3rd Chief of Clan Maclean
- In office 1300-circa 1320 (20 years)
- Preceded by: Malise mac Gilleain, 2nd Chief, father
- Succeeded by: John Dubh Maclean, 4th Chief, youngest son

Personal details
- Spouse(s): Rioghnach of Carrick, daughter of Gamail of Carrick
- Children: John Dubh Maclean, 4th Clan Chief
- Parent: Malise mac Gilleain
- Relatives: Gilleain na Tuaighe, grandfather
- Known for: Battle of Bannockburn
- Nickname(s): Maol-Calum Gille-Calum Servant of Columba Gilli Colium mac maoiliosa

= Malcolm Maclean, 3rd Chief =

Malcolm Maclean or Maolcaluim mac Giliosa in Scottish Gaelic (flourished 1310 to 1320), was the 3rd Chief of Clan Maclean. Malcolm's name has been written Maol-Calum and Gille-Calum, which means Servant of Columba. He became the Chief of Clan Maclean on the death of his father in 1300. He was succeeded by John Dubh Maclean, 4th Clan Chief, his youngest son. Though the eldest son inherited in many clans by then (including Robert Bruce, the eldest of four sons of Robert Bruce VI. who became King of Scots, and Alexander Og Macdonald, his father's eldest son who became Lord of the Isles on the death of Angus Mor Macdonald, it was a time of transition concerning the law of primogeniture. He died around 1320.

==Marriage and children==
He was married to Rioghnach of Carrick, daughter of Gamail, Lord of Carrick and had the following children:
- Donald Maclean had four sons
- Neil Maclean had three sons
- John Dubh Maclean, 4th Clan Chief, the youngest son, who succeeded his father because the law of primogeniture did not apply yet

==Battle of Bannockburn==
Malcolm, at the head of his clan, fought at the Battle of Bannockburn, in the First War of Scottish Independence on Monday, June 24, 1314. It was at this battle that the power of the English Edwards was broken, and the sovereignty of Scotland once more recognized. Edward Bruce's army consisted of thirty thousand men, while that of Edward II of England has been estimated at over one hundred thousand. The English lost thirty thousand, and the Scots not more than ten thousand. With Edward II of England were all the great English nobles and barons, and their followers, all well equipped. The engagement was commenced by the English, who poured forth their arrows. The Scottish army was arranged in a line consisting of three square columns, the center commanded by the Earl of Moray, the right by Edward Bruce, and the left by James Douglas, Lord of Douglas and Walter Stewart, 6th High Steward of Scotland. The reserve, composed of the men of Argyle, Carrick, Kintyre, and the Isles, formed the fourth line of battle, and was commanded by King Robert I of Scotland in person.

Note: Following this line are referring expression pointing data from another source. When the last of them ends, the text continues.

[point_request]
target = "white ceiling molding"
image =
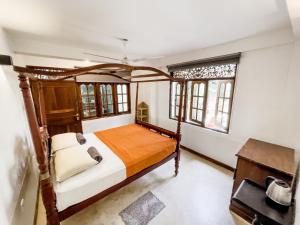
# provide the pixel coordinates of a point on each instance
(294, 12)
(153, 28)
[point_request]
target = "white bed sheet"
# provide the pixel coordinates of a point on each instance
(110, 171)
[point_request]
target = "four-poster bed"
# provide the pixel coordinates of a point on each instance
(40, 136)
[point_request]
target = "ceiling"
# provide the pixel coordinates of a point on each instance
(153, 27)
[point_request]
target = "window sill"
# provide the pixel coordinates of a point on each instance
(102, 117)
(200, 125)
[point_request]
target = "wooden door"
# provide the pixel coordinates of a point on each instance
(61, 105)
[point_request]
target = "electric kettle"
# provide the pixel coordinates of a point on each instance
(278, 191)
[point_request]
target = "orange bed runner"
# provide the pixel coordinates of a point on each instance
(137, 146)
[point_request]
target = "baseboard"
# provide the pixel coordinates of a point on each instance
(208, 158)
(26, 204)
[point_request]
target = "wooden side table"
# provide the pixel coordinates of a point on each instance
(257, 160)
(253, 197)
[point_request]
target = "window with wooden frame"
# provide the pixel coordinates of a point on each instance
(122, 98)
(198, 99)
(107, 99)
(208, 91)
(175, 99)
(88, 100)
(224, 100)
(104, 99)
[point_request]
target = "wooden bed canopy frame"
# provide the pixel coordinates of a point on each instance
(40, 135)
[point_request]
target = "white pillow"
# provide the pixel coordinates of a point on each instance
(62, 141)
(71, 161)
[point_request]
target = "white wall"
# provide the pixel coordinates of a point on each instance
(265, 99)
(15, 142)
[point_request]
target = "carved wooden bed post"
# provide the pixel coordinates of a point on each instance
(136, 100)
(177, 158)
(48, 195)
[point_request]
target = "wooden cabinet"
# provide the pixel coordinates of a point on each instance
(143, 112)
(257, 160)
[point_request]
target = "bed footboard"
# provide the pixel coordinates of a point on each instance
(160, 130)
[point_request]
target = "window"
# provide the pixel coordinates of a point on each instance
(88, 100)
(224, 103)
(122, 98)
(209, 92)
(197, 105)
(175, 86)
(107, 102)
(98, 99)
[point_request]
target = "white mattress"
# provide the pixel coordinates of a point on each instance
(110, 171)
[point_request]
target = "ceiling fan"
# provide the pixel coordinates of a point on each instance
(125, 59)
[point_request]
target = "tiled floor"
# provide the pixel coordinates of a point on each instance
(198, 195)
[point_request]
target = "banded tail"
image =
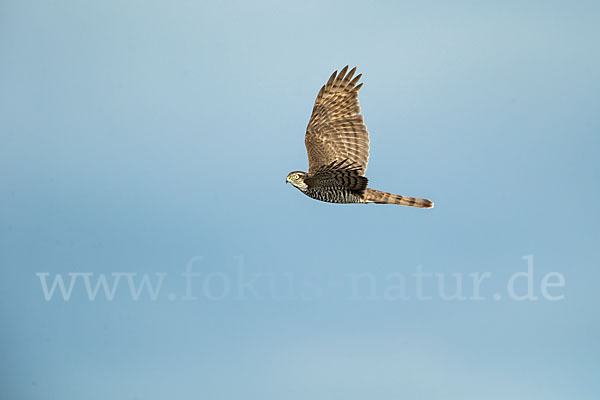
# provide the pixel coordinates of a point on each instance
(375, 196)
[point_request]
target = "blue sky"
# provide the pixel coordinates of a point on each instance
(139, 135)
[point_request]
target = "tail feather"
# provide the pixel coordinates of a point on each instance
(376, 196)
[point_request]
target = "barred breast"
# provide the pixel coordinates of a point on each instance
(334, 195)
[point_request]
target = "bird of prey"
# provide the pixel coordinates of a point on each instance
(337, 142)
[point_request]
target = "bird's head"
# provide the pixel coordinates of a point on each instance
(297, 178)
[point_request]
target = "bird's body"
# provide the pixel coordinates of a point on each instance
(337, 142)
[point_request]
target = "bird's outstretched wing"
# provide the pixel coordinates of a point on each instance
(336, 130)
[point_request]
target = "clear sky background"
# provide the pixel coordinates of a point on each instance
(137, 135)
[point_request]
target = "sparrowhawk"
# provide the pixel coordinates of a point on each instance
(337, 142)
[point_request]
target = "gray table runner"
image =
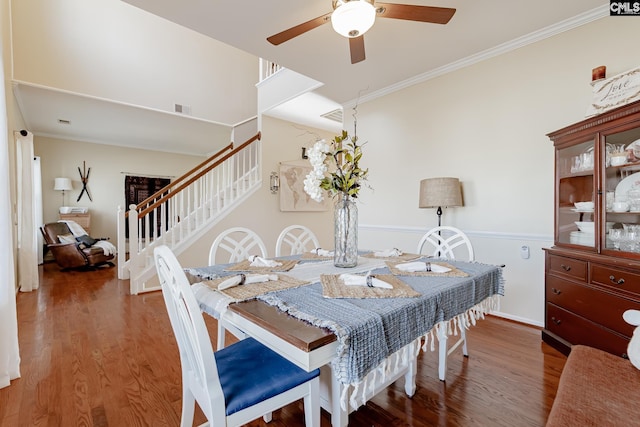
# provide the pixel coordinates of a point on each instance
(369, 330)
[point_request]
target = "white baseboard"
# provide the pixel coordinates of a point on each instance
(517, 319)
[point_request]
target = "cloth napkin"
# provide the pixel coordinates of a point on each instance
(368, 280)
(246, 279)
(257, 261)
(387, 253)
(322, 252)
(422, 266)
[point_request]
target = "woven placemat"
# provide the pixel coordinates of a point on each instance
(252, 290)
(333, 287)
(311, 255)
(401, 258)
(287, 264)
(453, 273)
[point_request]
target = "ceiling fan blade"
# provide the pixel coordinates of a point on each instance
(292, 32)
(356, 46)
(435, 15)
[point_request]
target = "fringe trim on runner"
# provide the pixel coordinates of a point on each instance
(357, 394)
(454, 325)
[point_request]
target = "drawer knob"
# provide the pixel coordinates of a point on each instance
(615, 281)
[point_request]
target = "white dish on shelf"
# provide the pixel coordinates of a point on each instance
(634, 146)
(625, 185)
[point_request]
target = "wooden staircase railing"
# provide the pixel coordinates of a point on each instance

In this reserve were five thousand Highlanders, under twenty-one different chiefs, commanded by Angus Og MacDonald, father of John of Islay, Lord of the Isles. The following clans, commanded by their chiefs, fought well: Stewart, MacDonald, MacKay, Maclntosh, MacPherson, Cameron, Sinclair, Drummond, Campbell, Menzies, MacLean, Sutherland, Robertson, Grant, Fraser, MacFarlane, Ross, MacGregor, Munro, MacKenzie, and MacQuarrie.

The Clans Cumming, MacDougall of Lorn, MacNab, and a few others were present, but on the English side. As the battle raged, Robert the Bruce brought up the whole of his reserve, which completely engaged the four battles of the Scots in one line. The noise of the battle, as described by an eyewitness, was awful. There was the clanging of arms, knights shouting their war-cry, arrows maddening the horses, banners rising and sinking, the ground covered with gore, shreds of pennons, broken armor, and rich scarfs soiled with blood and clay; and amidst the din was heard the groans of the wounded and dying. Step by step, the Scots gained ground. In a critical moment, the camp followers, desiring to see the battle, appeared over the hill, and were mistaken by the English for Scotch reinforcements. Immediately dismay spread through the English ranks; noticing this, the Scots made a fresh onslaught which broke the English army into fragments. The flight at once became general, and the slaughter began. In the thickest of the fight, the highland clans plied their battle-axes with terrible effect. This did not escape the attention of the watchful Bruce. To show his appreciation for the great service, he assigned to Angus and his descendants forever the honorable position of the right flank of the royal army.